We found strong and consistent evidence that intervention quality, as measured by teacher adherence ratings, was related to outcomes, as measured by contemporaneous ratings of GAS improvement. That is, data from the present study suggest a nuanced and dynamic pattern of findings concerning the relationship between adherence and outcome over time. This pattern reflects the fact that both adherence and outcomes tend to vary over time. Specifically, adherence ratings collected at each coaching session correlated most strongly and significantly with GAS scores collected at the same session, and this was true for three of the four coaching sessions. Thus, adherence between baseline and Session 1 predicted GAS scores at Coaching 1, adherence between Session 1 and Session 2 predicted GAS scores at Session 2, and so on. The sole exception to this pattern was for teaching adherence at Time 3, which may have been problematic, given that it also was the only adherence measure to fail to be related to overall coaching fidelity. This suggests (a) that intervention quality (i.e., adherence, as well as outcomes) should be viewed as a dynamic process that can change and vary over the course of an intervention, and (b) that to the extent intervention quality and outcomes are related, they should be most closely related when their windows of measurement overlap (i.e., cover the same points in time). Thus, the inability to detect a statistically significant association between adherence and final goal attainment outcome may be due to the time varying quality of teacher adherence and the need for simultaneous measurement of adherence and goal attainment. Given that the final GAS outcome assessment occurred several weeks following the last coaching session, this lack of contemporaneousness may explain the weaker, trend-level association between coaching four adherence and final GAS scores.

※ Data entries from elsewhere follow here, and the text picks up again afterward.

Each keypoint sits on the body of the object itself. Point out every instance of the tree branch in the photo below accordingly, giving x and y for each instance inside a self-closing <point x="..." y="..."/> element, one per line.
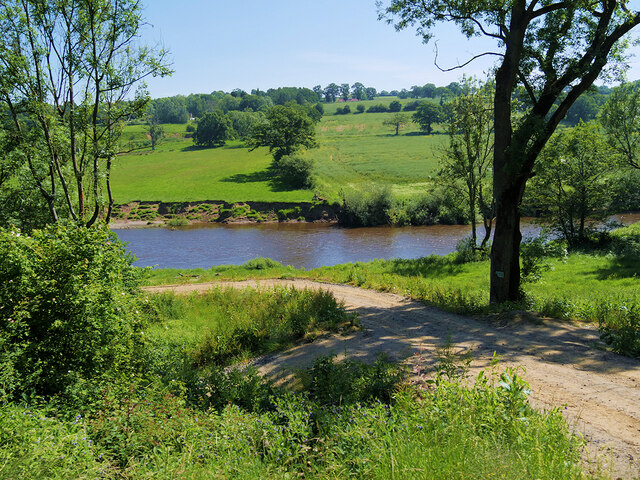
<point x="475" y="57"/>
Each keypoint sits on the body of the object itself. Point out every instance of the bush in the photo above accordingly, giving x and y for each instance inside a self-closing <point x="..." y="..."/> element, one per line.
<point x="365" y="209"/>
<point x="343" y="383"/>
<point x="68" y="304"/>
<point x="295" y="172"/>
<point x="424" y="210"/>
<point x="411" y="106"/>
<point x="261" y="263"/>
<point x="534" y="253"/>
<point x="380" y="108"/>
<point x="619" y="327"/>
<point x="395" y="106"/>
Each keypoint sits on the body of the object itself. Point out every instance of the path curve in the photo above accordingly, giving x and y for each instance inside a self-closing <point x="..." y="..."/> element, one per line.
<point x="601" y="390"/>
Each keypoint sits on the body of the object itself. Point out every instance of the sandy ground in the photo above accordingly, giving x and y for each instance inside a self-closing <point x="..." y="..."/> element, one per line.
<point x="598" y="391"/>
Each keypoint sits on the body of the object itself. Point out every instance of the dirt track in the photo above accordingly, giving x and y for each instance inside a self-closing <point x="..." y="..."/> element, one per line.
<point x="601" y="390"/>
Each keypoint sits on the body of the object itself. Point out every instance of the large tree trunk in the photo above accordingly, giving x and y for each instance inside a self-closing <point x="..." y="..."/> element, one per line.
<point x="508" y="185"/>
<point x="505" y="250"/>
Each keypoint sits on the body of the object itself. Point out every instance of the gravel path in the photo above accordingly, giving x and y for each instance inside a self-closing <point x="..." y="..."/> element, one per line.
<point x="600" y="390"/>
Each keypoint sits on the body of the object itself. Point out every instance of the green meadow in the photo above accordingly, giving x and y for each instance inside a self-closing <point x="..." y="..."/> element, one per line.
<point x="354" y="151"/>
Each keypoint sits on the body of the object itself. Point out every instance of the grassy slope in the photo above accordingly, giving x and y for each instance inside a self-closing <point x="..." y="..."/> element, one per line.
<point x="354" y="150"/>
<point x="569" y="288"/>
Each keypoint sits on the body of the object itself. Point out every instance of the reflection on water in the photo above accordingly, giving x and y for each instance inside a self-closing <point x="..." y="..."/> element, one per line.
<point x="301" y="245"/>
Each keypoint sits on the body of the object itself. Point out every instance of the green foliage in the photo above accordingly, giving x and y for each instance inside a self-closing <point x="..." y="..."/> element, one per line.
<point x="365" y="209"/>
<point x="213" y="130"/>
<point x="68" y="306"/>
<point x="535" y="253"/>
<point x="261" y="263"/>
<point x="466" y="163"/>
<point x="35" y="444"/>
<point x="243" y="123"/>
<point x="571" y="184"/>
<point x="620" y="328"/>
<point x="620" y="118"/>
<point x="222" y="325"/>
<point x="295" y="172"/>
<point x="427" y="114"/>
<point x="156" y="134"/>
<point x="286" y="129"/>
<point x="65" y="116"/>
<point x="395" y="106"/>
<point x="398" y="121"/>
<point x="379" y="108"/>
<point x="348" y="382"/>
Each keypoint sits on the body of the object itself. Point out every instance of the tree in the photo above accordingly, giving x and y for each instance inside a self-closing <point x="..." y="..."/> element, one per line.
<point x="243" y="123"/>
<point x="572" y="181"/>
<point x="620" y="118"/>
<point x="398" y="121"/>
<point x="285" y="130"/>
<point x="467" y="159"/>
<point x="426" y="114"/>
<point x="555" y="49"/>
<point x="68" y="73"/>
<point x="331" y="92"/>
<point x="358" y="91"/>
<point x="213" y="130"/>
<point x="585" y="108"/>
<point x="169" y="110"/>
<point x="156" y="133"/>
<point x="395" y="106"/>
<point x="344" y="91"/>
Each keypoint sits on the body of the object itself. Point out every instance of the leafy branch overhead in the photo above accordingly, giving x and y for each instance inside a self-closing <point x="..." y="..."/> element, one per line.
<point x="71" y="73"/>
<point x="555" y="50"/>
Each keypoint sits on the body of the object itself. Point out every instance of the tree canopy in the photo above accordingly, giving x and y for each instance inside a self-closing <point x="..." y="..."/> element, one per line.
<point x="69" y="73"/>
<point x="427" y="114"/>
<point x="213" y="130"/>
<point x="285" y="130"/>
<point x="555" y="50"/>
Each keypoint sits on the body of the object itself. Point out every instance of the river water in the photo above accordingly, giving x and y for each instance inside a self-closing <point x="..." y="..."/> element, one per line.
<point x="303" y="245"/>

The results of the study should be viewed as preliminary. The findings are limited to a single consultation model, tested within a limited age range for special education (children between 3 and 8 years old) and delivered by consultants from the research team. Another concern is method variance. For our implementation measures, only teachers completed the ratings, and most measures were rating scales. Moreover, several of the measures were single items which may limit content validity or construct coverage. It would be helpful to have more observational measures, multi-item measures, and implementation measures from other sources to verify these results. In addition, we were unable to assess reliability of the teacher measures, which is a further concern. Finally, the feasibility of a child-specific consultation intervention that can be delivered efficiently requires more evaluation. Future research that tests whether all children in a classroom would benefit from individual COMPASS consultations, or whether teachers might obtain skills that spillover to students and improve educational outcomes from information learned from COMPASS for one child would be helpful. It would also be important to investigate the possible influence of alternate variables that might account for correlations between intervention and practice outcomes, such as teacher burnout (Ruble & McGrew, 2013). Nevertheless, the findings demonstrate the potential usefulness of applying an implementation framework to begin to help us understand and identify mechanisms of change through analysis of relationships between implementation, intervention, and practice outcomes. As predicted, practice outcomes of child goal attainment were most closely associated with the intervention practices, and the intervention practices were most closely aligned with the implementation practice.